Man muß sich beeilen, wenn man etwas sehen will, alles verschwindet. (Paul Cezanne)

Daniel Anhut

Kulissen für die Traumfabrik - I

Ein Ort, der mich immer wieder angezogen hat und auch sicherlich wieder anziehen wird, ist dieses gigantische Chemiewerk. Es gibt wenig verlassene Orte, die mich aufgrund der gigantischen Dimensionen so staunen ließen, man kam sich jedes Mal so klein vor und konnte kaum alles erfassen. Aber zum Glück gab und gibt es dafür ja Ultraweitwinkelobjektive, so konnte man doch einige Perspektiven einfangen.

Die Bilder von diesem Areal werde ich auf zumindest zwei Beträge aufteilen, da es einfach riesig ist und sich bei jedem Besuch neue Perspektiven und Motive finden ließen. Aber selbst in diesem Post wird es schon einiges an Bildmaterial geben.

Egal von welcher Seite man das Gelände betreten hat, es erwarteten einen sofort gigantische und fast irreal erscheinende Gebäude, deren vorherige Nutzung sich zumindest mir als "Chemiewerks-Laien" teilweise auf den ersten Blick nicht sofort erschlossen hat.
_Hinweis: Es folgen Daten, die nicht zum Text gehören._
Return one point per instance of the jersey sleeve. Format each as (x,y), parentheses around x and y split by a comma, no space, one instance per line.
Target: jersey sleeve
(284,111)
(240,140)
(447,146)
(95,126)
Oft standen sie auch sehr vereinzelt auf dem Areal, was ihre eigentümliche Wirkung nur verstärkte. Die Dimensionen wirkten noch einmal stärker, sobald man die gigantische Produktionshalle betreten hatte. Dieses Gefühl des Staunens lässt sich leider kaum auf Bildern transportieren.

Schnell wurde einem auf dem Gelände auch klar, wieso es für Filmproduktionen oft genutzt wurde und sicherlich noch wird. Es war eine perfekte Kulisse für jeden Kriegsfilm oder andere Produktionen, die zerstörte Gebäude benötigten, der ein oder andere bekannte Film aus Hollywoods Traumfabrik fand hier bereits seine Kulissen.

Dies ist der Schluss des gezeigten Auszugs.